Giles on April 7, 2008 at 9:14 am

I think it is, I’ve never asked, but I assume it is, since Landmark and Sony did work out a deal to install Sony 4K systems to select Landmark theatres. ‘Bubble’ looked great in DP when it played awhile back. I don’t know if you know this, but one Sony 4K system is at the National Geographic auditorium – I’ve seen film there but not a DP feature – I missed it, but I assume Sony/Columbia might have given the Geo a harddisc drive of ‘Night at the Museum’ for the DC sneak peak.

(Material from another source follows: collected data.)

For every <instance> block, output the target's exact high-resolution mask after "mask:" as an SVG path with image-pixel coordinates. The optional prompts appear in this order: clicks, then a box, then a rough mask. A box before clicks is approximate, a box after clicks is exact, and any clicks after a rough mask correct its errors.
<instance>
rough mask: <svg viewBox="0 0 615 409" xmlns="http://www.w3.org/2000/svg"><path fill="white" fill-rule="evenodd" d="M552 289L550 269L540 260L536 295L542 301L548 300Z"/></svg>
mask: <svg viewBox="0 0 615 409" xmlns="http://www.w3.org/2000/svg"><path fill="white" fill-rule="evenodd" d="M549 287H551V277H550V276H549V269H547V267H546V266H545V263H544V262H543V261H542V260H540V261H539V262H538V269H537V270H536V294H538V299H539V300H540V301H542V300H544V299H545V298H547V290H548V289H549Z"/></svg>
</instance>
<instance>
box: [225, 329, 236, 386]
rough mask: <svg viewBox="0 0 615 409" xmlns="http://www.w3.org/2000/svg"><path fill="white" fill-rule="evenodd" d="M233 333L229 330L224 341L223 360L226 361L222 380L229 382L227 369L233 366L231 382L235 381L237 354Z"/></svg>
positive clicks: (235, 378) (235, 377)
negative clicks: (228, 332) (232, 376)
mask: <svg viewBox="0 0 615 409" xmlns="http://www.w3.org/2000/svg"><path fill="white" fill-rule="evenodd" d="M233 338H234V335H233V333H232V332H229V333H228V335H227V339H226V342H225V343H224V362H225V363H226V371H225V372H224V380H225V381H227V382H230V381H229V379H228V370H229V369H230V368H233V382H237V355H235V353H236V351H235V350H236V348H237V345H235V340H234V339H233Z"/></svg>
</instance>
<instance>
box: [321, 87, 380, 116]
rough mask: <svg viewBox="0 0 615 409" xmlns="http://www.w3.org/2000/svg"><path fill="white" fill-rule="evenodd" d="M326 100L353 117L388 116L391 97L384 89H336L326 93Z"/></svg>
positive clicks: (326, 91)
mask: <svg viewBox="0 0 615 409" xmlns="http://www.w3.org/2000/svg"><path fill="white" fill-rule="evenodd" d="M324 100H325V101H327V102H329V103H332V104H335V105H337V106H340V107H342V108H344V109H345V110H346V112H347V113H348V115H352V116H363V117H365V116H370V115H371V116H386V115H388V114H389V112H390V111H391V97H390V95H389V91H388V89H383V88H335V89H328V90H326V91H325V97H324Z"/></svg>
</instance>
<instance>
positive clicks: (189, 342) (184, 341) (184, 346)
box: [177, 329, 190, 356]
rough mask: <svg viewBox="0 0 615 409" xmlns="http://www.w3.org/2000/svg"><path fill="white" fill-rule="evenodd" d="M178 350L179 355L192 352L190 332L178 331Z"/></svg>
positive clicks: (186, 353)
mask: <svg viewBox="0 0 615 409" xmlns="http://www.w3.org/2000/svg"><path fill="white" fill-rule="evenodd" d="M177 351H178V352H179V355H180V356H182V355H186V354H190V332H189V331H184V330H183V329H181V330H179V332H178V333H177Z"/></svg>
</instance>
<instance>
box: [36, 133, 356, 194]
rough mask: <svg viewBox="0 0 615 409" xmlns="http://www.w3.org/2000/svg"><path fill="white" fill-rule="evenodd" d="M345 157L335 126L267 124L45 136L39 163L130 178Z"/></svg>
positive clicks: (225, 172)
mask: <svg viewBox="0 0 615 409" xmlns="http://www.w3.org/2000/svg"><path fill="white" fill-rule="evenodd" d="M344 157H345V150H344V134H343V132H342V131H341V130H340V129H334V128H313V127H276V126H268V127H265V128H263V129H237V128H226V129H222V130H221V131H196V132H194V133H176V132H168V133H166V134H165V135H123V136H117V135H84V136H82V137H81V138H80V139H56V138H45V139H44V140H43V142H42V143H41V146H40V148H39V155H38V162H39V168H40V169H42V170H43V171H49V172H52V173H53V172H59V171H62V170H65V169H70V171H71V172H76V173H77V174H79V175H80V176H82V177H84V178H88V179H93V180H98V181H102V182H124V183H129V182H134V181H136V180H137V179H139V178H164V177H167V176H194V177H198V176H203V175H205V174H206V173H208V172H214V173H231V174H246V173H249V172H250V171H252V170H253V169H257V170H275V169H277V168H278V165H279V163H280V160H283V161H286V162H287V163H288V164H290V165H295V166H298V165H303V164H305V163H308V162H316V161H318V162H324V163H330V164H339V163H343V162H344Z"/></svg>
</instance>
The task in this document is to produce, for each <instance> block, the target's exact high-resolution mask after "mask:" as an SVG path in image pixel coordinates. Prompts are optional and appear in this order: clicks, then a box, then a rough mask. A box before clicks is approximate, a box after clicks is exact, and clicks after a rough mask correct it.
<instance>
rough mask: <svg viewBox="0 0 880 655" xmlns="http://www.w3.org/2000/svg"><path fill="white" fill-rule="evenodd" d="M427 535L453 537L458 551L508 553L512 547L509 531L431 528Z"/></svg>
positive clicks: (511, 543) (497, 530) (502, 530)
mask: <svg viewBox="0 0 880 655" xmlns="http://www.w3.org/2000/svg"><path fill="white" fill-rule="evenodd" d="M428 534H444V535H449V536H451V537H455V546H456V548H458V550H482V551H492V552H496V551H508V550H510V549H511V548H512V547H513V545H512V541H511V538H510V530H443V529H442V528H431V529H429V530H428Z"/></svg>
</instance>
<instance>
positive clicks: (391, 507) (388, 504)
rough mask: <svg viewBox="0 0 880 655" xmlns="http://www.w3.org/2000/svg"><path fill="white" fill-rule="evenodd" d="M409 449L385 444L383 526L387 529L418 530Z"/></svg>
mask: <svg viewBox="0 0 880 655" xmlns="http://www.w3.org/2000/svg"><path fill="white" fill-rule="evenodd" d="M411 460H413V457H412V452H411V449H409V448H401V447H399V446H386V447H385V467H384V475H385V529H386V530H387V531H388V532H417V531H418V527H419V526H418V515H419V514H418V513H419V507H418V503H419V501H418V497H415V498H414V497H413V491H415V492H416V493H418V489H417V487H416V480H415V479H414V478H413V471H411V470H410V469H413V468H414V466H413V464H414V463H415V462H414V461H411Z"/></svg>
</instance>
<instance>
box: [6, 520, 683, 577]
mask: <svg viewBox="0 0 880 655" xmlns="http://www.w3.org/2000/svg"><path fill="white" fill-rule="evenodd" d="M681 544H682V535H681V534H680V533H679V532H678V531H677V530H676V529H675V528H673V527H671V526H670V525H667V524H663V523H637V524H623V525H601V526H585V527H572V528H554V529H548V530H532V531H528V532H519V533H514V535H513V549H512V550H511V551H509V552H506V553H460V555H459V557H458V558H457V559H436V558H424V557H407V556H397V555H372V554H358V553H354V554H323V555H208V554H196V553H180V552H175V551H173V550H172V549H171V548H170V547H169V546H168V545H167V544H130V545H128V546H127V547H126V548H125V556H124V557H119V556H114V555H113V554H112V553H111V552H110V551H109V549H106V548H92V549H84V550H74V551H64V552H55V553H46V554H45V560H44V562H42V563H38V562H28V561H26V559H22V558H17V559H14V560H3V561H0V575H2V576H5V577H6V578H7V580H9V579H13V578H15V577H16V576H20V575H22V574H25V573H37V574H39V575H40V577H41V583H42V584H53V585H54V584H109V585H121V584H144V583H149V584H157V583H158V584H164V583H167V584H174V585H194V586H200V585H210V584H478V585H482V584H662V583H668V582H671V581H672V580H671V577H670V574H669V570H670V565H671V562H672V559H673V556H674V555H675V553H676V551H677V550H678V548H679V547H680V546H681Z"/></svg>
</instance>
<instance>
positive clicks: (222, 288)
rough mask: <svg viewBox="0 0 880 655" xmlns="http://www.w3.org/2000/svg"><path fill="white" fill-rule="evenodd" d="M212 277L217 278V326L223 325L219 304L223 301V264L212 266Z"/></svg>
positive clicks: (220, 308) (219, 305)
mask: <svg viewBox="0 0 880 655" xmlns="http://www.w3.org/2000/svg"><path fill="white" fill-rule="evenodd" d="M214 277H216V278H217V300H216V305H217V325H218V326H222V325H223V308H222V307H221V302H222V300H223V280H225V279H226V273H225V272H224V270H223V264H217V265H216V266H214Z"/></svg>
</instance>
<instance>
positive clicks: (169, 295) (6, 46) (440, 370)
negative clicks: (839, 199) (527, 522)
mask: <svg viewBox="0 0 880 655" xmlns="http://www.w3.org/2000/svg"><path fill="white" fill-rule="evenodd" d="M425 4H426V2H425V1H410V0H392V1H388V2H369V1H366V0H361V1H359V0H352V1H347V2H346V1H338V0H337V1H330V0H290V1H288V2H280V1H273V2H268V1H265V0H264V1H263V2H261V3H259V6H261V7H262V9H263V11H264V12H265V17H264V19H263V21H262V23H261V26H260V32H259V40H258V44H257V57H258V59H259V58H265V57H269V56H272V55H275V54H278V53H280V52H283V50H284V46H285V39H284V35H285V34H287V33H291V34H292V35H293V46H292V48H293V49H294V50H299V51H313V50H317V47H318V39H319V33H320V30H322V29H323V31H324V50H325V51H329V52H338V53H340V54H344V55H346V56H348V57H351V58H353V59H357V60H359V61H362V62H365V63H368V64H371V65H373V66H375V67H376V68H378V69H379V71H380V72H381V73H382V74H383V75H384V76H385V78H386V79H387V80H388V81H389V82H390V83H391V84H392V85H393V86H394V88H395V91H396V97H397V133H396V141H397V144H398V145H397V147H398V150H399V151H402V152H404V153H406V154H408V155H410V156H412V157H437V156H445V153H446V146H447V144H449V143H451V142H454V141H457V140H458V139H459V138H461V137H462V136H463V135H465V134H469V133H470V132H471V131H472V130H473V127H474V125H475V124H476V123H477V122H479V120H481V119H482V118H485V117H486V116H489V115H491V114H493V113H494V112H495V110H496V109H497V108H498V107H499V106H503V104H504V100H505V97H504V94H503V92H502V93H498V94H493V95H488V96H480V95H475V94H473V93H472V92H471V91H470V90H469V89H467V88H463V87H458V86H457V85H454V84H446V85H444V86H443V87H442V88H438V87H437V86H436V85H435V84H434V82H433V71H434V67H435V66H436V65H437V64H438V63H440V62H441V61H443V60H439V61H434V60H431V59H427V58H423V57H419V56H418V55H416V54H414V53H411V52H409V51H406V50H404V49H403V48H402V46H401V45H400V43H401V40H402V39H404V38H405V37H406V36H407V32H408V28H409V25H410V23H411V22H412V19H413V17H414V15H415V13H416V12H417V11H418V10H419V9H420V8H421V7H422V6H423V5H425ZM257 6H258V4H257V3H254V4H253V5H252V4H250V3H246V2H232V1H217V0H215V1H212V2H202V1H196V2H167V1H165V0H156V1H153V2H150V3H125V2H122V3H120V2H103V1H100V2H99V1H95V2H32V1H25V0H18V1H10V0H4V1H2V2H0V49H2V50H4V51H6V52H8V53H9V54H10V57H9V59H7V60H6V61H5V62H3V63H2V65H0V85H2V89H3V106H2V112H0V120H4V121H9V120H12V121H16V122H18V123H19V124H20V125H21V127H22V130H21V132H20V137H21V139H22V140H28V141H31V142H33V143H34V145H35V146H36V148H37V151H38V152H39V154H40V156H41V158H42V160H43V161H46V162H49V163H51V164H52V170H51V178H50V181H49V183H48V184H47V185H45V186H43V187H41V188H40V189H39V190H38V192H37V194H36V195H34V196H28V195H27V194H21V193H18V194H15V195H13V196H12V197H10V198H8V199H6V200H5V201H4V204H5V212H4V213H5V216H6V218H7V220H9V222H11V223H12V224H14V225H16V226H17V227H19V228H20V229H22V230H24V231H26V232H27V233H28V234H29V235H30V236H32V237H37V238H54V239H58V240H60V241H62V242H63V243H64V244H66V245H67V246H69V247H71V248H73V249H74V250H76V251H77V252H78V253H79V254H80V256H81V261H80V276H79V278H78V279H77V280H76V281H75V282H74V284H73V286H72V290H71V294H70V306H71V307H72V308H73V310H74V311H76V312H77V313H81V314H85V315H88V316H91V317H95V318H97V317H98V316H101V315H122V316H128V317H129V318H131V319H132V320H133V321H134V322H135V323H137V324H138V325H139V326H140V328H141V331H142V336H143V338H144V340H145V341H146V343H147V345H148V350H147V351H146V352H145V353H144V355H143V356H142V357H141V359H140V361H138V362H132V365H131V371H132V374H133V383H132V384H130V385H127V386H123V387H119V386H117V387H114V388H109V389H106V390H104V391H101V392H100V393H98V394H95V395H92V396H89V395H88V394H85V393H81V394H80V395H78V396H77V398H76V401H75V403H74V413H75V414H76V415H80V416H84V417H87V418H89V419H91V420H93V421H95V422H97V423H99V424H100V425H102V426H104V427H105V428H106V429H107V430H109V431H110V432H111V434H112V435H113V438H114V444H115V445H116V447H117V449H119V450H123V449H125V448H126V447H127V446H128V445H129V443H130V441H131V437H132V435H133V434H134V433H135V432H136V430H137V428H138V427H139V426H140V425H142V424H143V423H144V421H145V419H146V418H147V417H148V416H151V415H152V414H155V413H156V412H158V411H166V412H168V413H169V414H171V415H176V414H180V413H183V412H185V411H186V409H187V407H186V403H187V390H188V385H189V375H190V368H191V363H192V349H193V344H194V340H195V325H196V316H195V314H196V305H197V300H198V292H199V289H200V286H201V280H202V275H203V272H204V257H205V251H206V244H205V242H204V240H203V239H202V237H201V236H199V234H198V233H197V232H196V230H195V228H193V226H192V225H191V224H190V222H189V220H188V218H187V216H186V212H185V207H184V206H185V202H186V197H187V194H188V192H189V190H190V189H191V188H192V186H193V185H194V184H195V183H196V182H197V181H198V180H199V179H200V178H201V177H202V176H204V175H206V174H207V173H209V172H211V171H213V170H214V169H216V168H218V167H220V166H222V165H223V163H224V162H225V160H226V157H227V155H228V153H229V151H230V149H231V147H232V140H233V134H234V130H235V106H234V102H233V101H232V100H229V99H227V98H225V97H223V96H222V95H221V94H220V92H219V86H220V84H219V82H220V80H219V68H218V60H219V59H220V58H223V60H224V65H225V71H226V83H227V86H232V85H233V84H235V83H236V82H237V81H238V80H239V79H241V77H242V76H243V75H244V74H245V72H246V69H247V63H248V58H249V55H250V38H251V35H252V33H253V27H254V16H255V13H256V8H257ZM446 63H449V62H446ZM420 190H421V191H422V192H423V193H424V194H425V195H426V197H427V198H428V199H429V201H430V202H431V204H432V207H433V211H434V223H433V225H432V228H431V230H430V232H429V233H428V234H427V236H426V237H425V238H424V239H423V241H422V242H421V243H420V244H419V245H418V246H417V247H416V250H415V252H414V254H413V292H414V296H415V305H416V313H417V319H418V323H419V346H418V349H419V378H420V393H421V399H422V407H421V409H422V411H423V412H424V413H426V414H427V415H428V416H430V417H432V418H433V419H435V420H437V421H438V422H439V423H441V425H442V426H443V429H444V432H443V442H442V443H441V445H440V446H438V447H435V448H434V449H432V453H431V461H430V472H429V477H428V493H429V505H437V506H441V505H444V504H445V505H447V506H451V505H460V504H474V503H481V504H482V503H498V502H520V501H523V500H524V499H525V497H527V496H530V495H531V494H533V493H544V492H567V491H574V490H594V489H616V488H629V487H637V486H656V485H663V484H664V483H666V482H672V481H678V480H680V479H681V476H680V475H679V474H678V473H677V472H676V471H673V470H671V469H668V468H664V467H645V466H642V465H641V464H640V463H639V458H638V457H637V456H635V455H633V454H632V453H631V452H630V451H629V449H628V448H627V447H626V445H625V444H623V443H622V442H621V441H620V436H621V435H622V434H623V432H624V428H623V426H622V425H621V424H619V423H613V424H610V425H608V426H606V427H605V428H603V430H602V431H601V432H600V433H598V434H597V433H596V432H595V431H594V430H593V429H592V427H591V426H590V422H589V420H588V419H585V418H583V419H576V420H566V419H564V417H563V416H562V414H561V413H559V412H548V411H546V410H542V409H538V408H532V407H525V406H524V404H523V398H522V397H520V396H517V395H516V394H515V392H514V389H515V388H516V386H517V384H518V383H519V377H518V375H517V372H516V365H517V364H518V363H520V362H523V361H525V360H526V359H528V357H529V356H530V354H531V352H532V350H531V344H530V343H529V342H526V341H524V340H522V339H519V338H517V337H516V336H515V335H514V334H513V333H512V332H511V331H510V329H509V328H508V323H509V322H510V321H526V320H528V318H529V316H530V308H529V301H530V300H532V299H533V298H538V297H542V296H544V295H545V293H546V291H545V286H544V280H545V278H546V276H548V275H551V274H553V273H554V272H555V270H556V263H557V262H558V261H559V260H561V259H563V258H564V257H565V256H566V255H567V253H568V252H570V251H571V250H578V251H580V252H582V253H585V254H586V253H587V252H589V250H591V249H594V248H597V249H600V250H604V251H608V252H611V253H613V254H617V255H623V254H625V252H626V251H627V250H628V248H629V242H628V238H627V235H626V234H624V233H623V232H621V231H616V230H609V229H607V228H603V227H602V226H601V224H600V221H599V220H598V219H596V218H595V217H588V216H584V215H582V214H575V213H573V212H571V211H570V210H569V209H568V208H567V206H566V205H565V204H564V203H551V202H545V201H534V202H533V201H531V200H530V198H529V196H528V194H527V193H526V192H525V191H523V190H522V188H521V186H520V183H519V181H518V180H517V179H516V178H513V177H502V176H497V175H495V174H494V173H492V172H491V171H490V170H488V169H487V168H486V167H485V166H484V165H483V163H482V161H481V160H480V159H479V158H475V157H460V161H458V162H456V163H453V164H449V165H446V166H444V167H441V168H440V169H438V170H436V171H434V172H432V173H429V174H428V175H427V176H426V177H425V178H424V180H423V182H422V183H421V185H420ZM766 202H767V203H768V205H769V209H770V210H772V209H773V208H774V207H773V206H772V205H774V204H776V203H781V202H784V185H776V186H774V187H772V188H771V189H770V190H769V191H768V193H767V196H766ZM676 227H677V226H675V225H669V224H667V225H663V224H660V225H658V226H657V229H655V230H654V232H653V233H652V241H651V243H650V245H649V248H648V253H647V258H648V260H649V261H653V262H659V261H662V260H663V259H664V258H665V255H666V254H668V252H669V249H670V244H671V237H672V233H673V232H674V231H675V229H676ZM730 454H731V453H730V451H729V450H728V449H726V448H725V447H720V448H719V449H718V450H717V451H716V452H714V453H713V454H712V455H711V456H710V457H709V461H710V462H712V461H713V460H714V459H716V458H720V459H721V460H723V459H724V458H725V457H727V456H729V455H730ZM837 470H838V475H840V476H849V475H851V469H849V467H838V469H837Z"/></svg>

JodarMovieFan on April 3, 2008 at 5:04 pm

Giles, do you know if their DP system in 1 is the often rumored Sony 4K system? Judging by your comments, I imagine so.

Giles on April 3, 2008 at 1:28 pm

For the Animated shorts showcase in February – Peter and the Wolf (the Best Animated short winner) looked utterly amazing – the digital projection image looked 3D, to the point where I literally wanted to reach in and touch the characters.

For the record, their digital system is on Screen 1.

JodarMovieFan on September 28, 2007 at 1:48 pm

From prior listings, I believe have at least two auditoriums equipped for digital projection. Whether or not they are of the new Sony 4K variety is not known. I’ve had the privilege of attending many free screenings here as a part of their E Movie Club. The screens, seats and auditorium sizes are decent enough and expectations aren’t really that high given the type of programming they have here. You aren’t going to see Lawrence of Arabia or 2001 here in 70mm. My only complaint with the place is the fact that the restrooms are far away from the auditoriums to where you enter the downstairs entrance.

HowardBHaas on September 12, 2007 at 6:39 pm

One of the travel books in the bookstores states auditorium seating sizes ranges from 96 to 260 seats.